Le droit offre une base, un langage commun qui permet aux parties aux conflits de s'asseoir à la table des négociations, de trouver un terrain d'entente ou un avantage mutuel

• par exemple, fixer des limites aux armes destructrices, tel le cas du traité sur les mines antipersonnel, puis des importants programmes de déminage qui ont sauvé des milliers de vies ;
• ou négocier des échanges de prisonniers, ou garantir un passage sûr aux civils qui fuient des villes assiégées.

Le droit encourage les traitements humains, permet de réduire la torture et de prévenir les cycles du ressentiment et la radicalisation.

Il vise à ce que chacun soit traité avec humanité, à ce qu'aucun groupe ni individu ne soit oublié. Il prévoit, par exemple, que des combattants étrangers ne doivent pas « disparaître » ni être cachés aux yeux du monde.

Il permet au CICR de retrouver la trace de personnes disparues, de réunir des familles et d'œuvrer face à la tragédie de sociétés déchirées par la guerre.

Non seulement le droit international humanitaire agit, mais son respect a des effets positifs qui se propagent. Lorsque les principes de proportionnalité et de distinction sont appliqués, des vies sont sauvées, hôpitaux et écoles restent ouverts, l'approvisionnement en eau et en électricité continue et les marchés restent actifs – autant de facteurs qui contribuent à la stabilité lorsque les armes se sont tues.

Le CICR entend créer un environnement où la vie et la dignité soient respectées grâce à la protection et au maintien de l'espace humanitaire. À cette fin, il utilise le droit et dialogue avec tous les acteurs influents, chacun ayant un rôle à jouer pour faire respecter le droit.

De nos jours, si les belligérants peuvent gagner des batailles, les guerres sont rarement « gagnées ». Elles se prolongent de plus en plus, parfois pendant des décennies, laissant en ruines les villes et la vie de leurs habitants.

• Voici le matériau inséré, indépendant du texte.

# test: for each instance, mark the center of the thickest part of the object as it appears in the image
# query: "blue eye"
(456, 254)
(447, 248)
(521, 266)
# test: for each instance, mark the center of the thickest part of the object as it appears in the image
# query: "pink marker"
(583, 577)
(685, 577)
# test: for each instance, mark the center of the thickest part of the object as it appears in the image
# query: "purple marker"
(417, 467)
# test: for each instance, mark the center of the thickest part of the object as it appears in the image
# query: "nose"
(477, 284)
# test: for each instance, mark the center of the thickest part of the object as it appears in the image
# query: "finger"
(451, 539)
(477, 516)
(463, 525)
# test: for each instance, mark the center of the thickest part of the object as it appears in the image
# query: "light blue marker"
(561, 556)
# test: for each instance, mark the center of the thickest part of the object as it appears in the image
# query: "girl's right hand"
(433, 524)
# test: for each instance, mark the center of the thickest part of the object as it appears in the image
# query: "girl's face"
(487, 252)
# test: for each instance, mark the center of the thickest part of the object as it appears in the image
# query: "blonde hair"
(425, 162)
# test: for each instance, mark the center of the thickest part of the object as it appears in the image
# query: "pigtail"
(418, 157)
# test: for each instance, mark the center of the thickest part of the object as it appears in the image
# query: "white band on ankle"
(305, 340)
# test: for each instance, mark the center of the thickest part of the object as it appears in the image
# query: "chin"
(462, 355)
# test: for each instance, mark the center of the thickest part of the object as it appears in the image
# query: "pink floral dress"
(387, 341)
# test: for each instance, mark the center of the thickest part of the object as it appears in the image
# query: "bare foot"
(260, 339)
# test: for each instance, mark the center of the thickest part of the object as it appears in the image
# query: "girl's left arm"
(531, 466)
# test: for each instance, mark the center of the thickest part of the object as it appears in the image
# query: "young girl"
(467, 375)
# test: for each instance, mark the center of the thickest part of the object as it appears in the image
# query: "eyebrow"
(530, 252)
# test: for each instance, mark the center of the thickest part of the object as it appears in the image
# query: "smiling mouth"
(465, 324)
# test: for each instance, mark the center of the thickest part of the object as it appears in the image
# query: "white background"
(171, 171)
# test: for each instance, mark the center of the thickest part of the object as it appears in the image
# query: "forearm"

Le droit international humanitaire est un outil extrêmement utile, et qui peut s'avérer puissant, dans les opérations d'une armée. Les conflits ne cessant de se prolonger, il devient vitalement important d'atténuer les dommages, de mettre fin aux batailles de la vengeance, de la radicalisation, de réduire la souffrance des populations civiles. Le droit nous permet de gagner la paix et de poser les bases de l'acceptation communautaire. Le choix est politique et il est aussi le vôtre, Mesdames et Messieurs les représentants d'Etats : vous pouvez vous enliser dans les cercles vicieux de la violence déchainée et sans limites ou vous pouvez choisir la vertue du droit.

Je demande instamment aux États membres, individuellement et collectivement, de poursuivre leur dialogue constructif avec le CICR et de redoubler d'efforts pour respecter leurs engagements.

Je ne sais que trop bien à quel point il est épineux d'interpréter le droit dans les circonstances complexes de notre époque. Mais, alors que nous sommes confrontés à une méfiance, une impunité et une polarisation croissantes, le droit nous offre une voie concrète vers un avenir moins sombre.